Conversely, Wonder Woman featured Diana’s righteousness, hard-headedness, and self-sacrificial capacity, but didn’t muse on her tendency to revel (rightly or wrongly) in bloodshed. It simply quickly disposed of Ares, and pretended—for themes’ sake—that his demise had Germans and English holding hands and singing kumbaya (like Gadot’s own recent misguided Imagine rendition).

And now, in the chronological mess that is the DCEU, Wonder Woman 1984 will not (seemingly) address the effect of the Second World War breaking out after Ares’ death on Diana’s moral framework. Absent of the moral conflict presented by DC’s Trinity paradigm, and inflected with an even lighter tone than Wonder Woman (abandoning any hopes of lining up with Snyder timeline), the reflection of Diana’s conflict of virtues in her villains are gone.

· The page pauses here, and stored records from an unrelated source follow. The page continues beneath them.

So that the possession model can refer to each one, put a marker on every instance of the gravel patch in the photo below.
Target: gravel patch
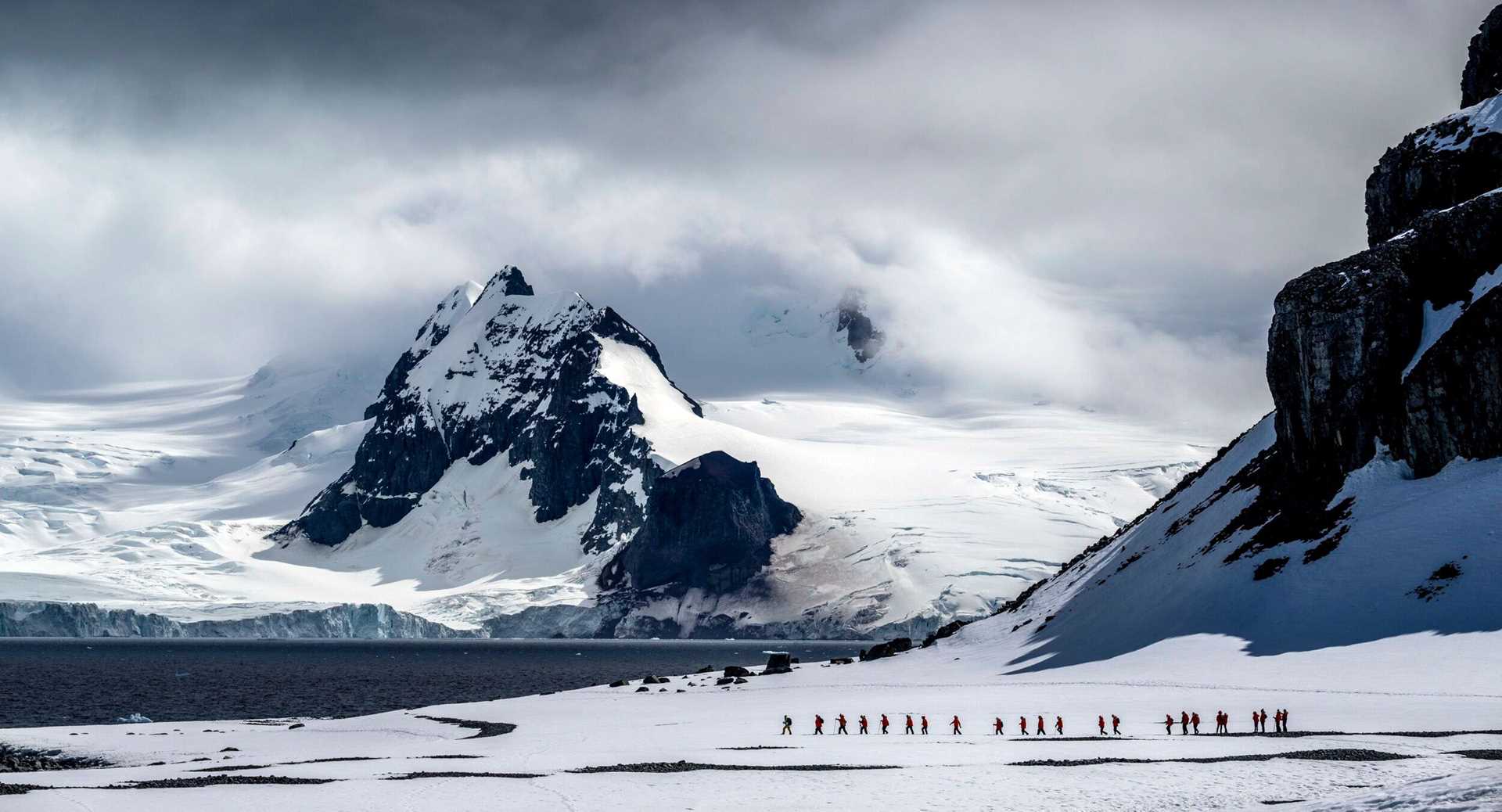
(1306, 756)
(1489, 756)
(413, 776)
(486, 728)
(692, 766)
(26, 760)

Her flaw becomes that she’s too good, too loving, to the point of naivety; that if Ares is killed, or she wishes hard enough for Steve’s resurrection, that no consequences will ensue. A flaw unbefitting a warrior. Not only was that the lesson from the first film—reducing her developmental arc to a repetitious bore—but it also removes her morally culpable, imperfect dimension which humanises the mythological giants populating the DC universe.

Case in point: if you remove Wonder Woman’s bloodlust, you weaken her character back to the one-dimensional archetype of worldwide “peace and love.” You revoke her agency. You make her dull.

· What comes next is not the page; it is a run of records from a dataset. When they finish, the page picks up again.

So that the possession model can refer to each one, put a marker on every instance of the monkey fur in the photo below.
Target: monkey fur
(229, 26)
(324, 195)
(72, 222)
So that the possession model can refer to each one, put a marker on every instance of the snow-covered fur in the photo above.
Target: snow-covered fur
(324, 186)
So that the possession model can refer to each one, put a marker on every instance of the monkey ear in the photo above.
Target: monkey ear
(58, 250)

The argument is not to change Wonder Woman so she fits with a framework derived from, or imposed upon, myth. It’s not an appeal to a highbrow literary standard, or rigid abidance by tradition. It’s an argument to align her character once again with the naturally occurring manifestations of virtue, and the character flaws associated with its misapplication, as have existed across human cultures and their stories throughout history, because it’s a pattern which closest aligns with truth.

Let’s hope the levity of WW1984 doesn’t undermine the moral ambiguity of Diana’s inevitable neck-snap of Lord by the film’s conclusion (if they do it at all). We’ve already had an unforgivable character assassination of one Amazon in the last year (cheers, Titans). Let’s not make it a habit.